Finding a healthy and sustainable balance between remote workers and in-person employees can become rather complicated. Companies that do not actively work to improve this area of their business operations may find themselves losing valuable employees when this could have been prevented.
Questions worth asking employees
By incorporating these six questions into their planning process, employers may be able to prevent friction between remote and on-site employees:
- Who will be affected by this decision?
- How they will be affected?
- What are their expectations around this issue?
- What does company leadership expect the result to be?
- Do any existing employment agreements need to be taken into consideration?
- How will the changes be implemented and managed?
The answers take time to put together, and a wrong decision could result in a lot of dissatisfaction for many people. The good news is that many leaders are creating hybrid environments from scratch.
Many of us thought that the COVID-19 pandemic would be short-lived. Nearly everyone expected to return to their offices within a few weeks after the start of the pandemic. However, such an expectation is not how reality played out, and this resulted in company leaders needing to figure out how to successfully implement ways to ensure that work still gets done even though companies are having to operate in completely new ways.

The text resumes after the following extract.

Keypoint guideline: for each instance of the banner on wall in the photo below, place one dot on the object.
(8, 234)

How to create a feeling of equity
It is critical that all employees — whether they work remotely or in person — feel as though they have equal access to resources and opportunities that could result in career advancement. There are a number of ways that equity can be implemented within company culture.
Here are a handful of ways by which this is possible:
- Compare resources. Make sure the same resources are available to both remote and in-person workers alike. Doing so can be a way to ensure that all employees are being treated equally.

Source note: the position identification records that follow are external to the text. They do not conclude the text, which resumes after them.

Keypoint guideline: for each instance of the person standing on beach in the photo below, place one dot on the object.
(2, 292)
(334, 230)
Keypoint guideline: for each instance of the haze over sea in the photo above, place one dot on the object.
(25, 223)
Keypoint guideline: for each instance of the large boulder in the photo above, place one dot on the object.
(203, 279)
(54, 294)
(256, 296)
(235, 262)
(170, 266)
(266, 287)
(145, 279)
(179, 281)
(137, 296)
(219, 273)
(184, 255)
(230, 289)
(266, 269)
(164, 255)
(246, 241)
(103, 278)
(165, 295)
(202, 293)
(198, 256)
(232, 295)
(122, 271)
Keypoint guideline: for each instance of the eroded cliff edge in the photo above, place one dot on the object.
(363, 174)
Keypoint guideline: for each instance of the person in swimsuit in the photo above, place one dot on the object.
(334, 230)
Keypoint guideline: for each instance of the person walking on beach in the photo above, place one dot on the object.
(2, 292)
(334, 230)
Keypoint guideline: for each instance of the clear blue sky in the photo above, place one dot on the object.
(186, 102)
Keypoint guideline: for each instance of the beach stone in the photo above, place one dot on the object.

- Make sure new hires feel as if they are part of your team. For instance, you can start by introducing a mentor who can answer questions, offer written documentation for everything that pertains to the role, provide a list of everyone else who is on the team — as well as other company leaders — and set up virtual meetings so that all team members can get to know one another. Don’t forget to introduce new hires to everyone else on their team as soon as possible, whether that be virtually or in person.
- Create relevant recordings and transcripts of all meetings and conversations that take place. This is important because it ensures that those who could not attend important meetings in real time can still have access to them. This practice typically ensures that all employees are in the loop and get to receive updates as to what is going on in the present time.
- Open the door to more opportunities. Make it possible for remote and in-person employees to interact with one another despite the fact that some employees work from the office while others work from their homes.
- Seek input from everyone. During work-related meetings, make sure you put effort into paying attention to the quiet voices as well as the loudest ones.
Ways to rework job descriptions in your favor
Instead of automatically opting for preexisting job descriptions, it’s best if company leaders choose to think conceptually. For instance, ask yourself how you can ensure that the job will get done if the person doing it works remotely. Furthermore, make sure that the job at hand does not require the person to respond directly to customers during traditional business hours.
For example, suppose a medical practice needs to know whether a patient’s insurance requires authorization for a particular procedure. The goal is to double-check that the authorization is completed in a timely manner so that the updated job description reflects every single detail in an accurate way.
To put this into perspective, verify that potential employees are aware that they need to be available during certain hours. You can also take measures to make sure the job is divided between two people as a way of making certain that someone is always on call to do what is required when it is needed.
Last but not least, do not forget to clearly document the redefined roles and responsibilities of a particular job description. That said, let’s take a closer look at how you can utilize technology as you focus on retrieving accurate results.
How to utilize technology when focused on results
According to consulting company Gartner, no more than 16% of companies utilize technology as a way of monitoring employee engagement and various other very beneficial data points. Still, monitoring data points that pertain to employee satisfaction, such as feelings of connection, and productivity, such as computer usage, can provide a snapshot of employee engagement.
The main caveat is that while you’re making use of the data at your disposal, you’ll also need to ensure that employee-related information is both used and stored properly. In doing so, make sure that privacy concerns are addressed and respected.
Companies that are proactive — such as those that actively prioritize employee-focused policies and ensure that procedures are in place — tend to level the playing field between remote and in-person employees. As a result, these companies typically experience the benefits of higher employee satisfaction and retention. Conflict is easier to avoid when companies ask leaders the six questions listed within this article as they work on structuring their hybrid workplaces.